Josh Hokit walked up to a Wednesday news conference in Washington and tried a dry-run Kill Tony set, then told the room exactly how it was going: “This is why I don't do standup comedy, dude,” he said. A beat later, the UFC heavyweight from Fresno State added, “I'm bombing right now, dog.”
That awkward run-through landed a week fight fans are already circling because Hokit is scheduled to face Derrick Lewis on Sunday at the White House at UFC Freedom 250. The bout was a late addition and came at the specific request of President Trump, making the heavyweight pairing one of the most unusual on a card built as much around the setting as the matchup.
Hokit, 9-0 in MMA and 3-0 in the UFC, did not stop at self-deprecation. In the same stretch of the appearance, he sketched out what he planned to do to Lewis in the cage by saying, “Derrick Lewis, I'm going to have him kidnapped by a group of mimes. The things they will do to him will be unspeakable.” It was part fight-week trash talk, part comedy bit, and part performance for a crowd that seemed to be watching to see how far he would take it.
That has become part of Hokit's pitch. He said there are three altered egos so far — “Down Vato,” “The Incredible Hok” and “Scared Josh” — even after his manager advised him to be more like himself ahead of the White House event. Hokit said of “Down Vato,” “Believe it or not, it is me,” adding that he grew up around “a lot of cholo-type of guys,” used to play with that voice and remembers his running back room at Fresno State being called “Vatos Locos.” “We would run up on the tight ends or the linebackers or anybody that wanted it, fool,” he said.
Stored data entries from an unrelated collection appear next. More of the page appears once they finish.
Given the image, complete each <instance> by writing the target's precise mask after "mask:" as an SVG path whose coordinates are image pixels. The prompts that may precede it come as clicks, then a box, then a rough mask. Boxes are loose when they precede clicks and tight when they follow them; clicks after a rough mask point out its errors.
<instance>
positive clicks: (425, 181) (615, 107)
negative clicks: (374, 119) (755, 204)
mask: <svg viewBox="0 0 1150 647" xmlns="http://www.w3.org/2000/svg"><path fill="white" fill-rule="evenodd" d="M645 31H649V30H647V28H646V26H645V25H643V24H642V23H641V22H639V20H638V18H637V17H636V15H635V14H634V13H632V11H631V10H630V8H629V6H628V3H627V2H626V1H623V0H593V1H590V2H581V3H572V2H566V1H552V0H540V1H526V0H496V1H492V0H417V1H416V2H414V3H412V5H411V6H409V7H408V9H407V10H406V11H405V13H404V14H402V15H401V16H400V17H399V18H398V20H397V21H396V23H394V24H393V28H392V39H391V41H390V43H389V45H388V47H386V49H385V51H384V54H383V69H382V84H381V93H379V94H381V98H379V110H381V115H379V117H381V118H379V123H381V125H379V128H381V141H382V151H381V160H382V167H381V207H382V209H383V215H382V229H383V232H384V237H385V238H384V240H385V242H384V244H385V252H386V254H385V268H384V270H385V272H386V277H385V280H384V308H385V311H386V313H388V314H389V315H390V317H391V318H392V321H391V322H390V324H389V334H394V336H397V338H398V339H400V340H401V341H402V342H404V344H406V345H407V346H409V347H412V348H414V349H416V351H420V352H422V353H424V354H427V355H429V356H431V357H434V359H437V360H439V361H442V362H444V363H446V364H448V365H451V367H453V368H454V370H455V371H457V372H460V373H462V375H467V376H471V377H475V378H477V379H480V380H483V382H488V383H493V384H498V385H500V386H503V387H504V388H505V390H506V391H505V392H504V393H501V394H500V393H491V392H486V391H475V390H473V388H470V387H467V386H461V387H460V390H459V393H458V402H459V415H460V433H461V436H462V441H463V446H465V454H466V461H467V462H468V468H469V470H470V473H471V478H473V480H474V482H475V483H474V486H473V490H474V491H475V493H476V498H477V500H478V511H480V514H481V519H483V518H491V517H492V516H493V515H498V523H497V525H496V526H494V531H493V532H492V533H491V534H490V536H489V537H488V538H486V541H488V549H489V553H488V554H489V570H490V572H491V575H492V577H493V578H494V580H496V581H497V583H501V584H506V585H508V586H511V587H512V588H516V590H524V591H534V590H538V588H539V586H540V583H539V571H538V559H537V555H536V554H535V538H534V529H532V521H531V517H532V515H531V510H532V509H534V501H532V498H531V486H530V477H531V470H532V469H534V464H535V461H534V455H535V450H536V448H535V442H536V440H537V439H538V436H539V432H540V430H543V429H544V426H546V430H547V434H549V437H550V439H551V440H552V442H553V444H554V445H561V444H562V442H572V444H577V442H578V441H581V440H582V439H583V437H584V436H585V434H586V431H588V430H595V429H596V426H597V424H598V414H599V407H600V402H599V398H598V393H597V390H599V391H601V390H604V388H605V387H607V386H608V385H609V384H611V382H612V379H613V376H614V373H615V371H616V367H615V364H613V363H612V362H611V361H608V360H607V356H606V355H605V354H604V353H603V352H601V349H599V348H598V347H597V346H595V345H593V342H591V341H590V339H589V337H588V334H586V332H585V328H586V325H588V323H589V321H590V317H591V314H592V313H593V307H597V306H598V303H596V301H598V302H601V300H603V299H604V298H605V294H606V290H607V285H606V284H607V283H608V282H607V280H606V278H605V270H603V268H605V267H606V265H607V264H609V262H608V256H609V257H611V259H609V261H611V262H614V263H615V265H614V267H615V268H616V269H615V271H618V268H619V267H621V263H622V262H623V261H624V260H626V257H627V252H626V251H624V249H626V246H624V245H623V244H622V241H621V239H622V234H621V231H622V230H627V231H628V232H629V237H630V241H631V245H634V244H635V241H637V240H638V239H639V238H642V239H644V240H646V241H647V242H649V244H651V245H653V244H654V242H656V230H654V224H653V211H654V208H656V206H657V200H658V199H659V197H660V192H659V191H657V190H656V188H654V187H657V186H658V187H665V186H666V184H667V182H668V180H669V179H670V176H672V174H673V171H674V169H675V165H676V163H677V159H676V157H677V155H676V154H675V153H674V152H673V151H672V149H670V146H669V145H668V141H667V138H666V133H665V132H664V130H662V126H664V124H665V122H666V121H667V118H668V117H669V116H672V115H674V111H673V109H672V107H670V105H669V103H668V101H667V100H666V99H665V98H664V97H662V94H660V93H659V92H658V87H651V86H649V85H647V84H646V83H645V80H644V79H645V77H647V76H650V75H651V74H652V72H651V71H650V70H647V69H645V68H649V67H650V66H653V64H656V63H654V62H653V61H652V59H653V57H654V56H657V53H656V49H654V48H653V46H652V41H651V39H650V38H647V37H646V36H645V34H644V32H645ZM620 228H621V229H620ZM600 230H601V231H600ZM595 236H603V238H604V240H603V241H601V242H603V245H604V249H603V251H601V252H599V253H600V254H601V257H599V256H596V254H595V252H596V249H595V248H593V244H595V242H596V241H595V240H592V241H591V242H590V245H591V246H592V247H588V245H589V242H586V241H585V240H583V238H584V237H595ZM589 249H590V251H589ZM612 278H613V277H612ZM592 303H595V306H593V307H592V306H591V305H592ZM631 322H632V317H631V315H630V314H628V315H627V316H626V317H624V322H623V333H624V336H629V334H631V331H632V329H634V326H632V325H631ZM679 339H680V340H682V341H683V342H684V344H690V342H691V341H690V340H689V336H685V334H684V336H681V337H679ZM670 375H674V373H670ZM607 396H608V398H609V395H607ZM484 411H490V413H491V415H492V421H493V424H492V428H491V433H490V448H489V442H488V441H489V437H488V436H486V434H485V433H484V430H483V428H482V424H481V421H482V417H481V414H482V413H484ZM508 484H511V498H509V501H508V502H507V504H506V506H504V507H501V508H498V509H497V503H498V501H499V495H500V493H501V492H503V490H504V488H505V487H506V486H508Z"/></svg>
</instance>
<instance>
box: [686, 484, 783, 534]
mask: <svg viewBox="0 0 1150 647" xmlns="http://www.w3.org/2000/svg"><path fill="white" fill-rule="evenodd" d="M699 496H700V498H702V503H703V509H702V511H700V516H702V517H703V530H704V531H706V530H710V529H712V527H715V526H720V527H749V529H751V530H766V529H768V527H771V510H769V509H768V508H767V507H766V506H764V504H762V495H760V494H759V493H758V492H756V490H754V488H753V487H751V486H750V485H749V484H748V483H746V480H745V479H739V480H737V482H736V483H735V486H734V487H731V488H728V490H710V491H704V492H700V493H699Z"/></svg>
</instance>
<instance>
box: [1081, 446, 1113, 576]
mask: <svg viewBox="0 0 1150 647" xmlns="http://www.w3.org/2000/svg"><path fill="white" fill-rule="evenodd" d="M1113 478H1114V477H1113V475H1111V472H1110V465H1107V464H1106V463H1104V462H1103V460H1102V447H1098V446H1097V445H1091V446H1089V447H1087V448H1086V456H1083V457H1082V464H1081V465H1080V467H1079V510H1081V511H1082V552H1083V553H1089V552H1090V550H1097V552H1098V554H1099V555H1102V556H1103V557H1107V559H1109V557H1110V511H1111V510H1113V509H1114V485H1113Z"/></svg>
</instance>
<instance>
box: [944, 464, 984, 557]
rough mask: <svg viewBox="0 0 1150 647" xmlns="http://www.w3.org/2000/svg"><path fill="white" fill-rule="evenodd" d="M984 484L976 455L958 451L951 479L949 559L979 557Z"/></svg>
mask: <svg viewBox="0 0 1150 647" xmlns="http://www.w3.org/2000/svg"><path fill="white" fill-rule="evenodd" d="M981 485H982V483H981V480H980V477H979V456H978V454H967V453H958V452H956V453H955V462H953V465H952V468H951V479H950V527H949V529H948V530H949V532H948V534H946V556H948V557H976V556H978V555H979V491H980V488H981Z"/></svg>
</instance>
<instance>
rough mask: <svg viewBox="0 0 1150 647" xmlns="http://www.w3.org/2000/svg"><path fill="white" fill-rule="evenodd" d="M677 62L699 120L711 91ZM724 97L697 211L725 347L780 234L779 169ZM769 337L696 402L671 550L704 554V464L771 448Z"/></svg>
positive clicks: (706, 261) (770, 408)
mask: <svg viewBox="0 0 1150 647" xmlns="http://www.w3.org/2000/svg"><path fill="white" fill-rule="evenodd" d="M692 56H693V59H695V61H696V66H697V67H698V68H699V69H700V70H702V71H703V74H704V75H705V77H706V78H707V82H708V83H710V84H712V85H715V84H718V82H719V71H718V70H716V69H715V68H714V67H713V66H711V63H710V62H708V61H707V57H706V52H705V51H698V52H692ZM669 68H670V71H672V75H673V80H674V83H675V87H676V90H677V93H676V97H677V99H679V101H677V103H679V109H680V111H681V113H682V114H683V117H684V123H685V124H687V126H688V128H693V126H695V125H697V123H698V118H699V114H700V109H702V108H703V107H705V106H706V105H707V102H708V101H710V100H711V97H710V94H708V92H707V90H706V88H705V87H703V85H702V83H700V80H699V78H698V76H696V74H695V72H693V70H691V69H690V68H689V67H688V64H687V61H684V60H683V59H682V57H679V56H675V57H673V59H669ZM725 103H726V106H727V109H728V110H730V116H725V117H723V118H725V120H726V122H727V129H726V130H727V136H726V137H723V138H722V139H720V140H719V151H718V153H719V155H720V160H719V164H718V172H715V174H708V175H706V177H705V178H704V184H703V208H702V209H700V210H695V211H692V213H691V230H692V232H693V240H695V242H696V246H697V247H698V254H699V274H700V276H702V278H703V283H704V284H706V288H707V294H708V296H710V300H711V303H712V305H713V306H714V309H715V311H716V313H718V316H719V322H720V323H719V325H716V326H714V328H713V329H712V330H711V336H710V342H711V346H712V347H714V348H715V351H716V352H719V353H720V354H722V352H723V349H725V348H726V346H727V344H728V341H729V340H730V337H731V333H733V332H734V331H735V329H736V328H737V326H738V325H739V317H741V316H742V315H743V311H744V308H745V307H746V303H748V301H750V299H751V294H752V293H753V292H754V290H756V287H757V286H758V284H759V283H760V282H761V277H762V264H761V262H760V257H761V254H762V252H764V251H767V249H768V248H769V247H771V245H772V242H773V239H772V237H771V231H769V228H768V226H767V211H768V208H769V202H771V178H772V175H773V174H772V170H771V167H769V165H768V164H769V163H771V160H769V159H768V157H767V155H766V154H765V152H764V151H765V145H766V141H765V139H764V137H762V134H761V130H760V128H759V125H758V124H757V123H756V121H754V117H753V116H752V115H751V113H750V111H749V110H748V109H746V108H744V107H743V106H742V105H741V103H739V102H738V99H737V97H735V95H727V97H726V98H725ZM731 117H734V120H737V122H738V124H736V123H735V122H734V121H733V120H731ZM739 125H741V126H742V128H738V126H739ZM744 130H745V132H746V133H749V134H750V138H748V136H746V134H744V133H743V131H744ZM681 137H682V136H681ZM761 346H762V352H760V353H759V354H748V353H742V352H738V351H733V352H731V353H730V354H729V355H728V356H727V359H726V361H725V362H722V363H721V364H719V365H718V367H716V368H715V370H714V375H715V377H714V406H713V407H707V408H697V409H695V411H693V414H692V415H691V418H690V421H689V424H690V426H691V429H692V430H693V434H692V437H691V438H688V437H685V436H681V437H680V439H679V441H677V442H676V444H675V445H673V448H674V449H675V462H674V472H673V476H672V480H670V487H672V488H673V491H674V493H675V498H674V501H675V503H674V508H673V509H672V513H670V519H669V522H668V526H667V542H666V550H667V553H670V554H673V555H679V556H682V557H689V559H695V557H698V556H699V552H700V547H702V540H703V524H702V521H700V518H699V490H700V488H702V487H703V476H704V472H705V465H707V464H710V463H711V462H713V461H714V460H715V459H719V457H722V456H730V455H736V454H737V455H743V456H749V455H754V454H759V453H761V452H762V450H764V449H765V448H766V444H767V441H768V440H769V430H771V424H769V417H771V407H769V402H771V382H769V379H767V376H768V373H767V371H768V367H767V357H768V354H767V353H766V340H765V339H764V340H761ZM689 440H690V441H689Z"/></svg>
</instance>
The friction is obvious: the more Hokit talks about being himself, the more he slips into characters, voices and outlandish threats. That is what made the Wednesday set feel less like a polished routine than a test run for whatever version of him shows up on Sunday. Whether he keeps the act going at the White House or reins it in, the fight now carries the same question his comedy did: how much of Josh Hokit is the real one, and how much is the bit?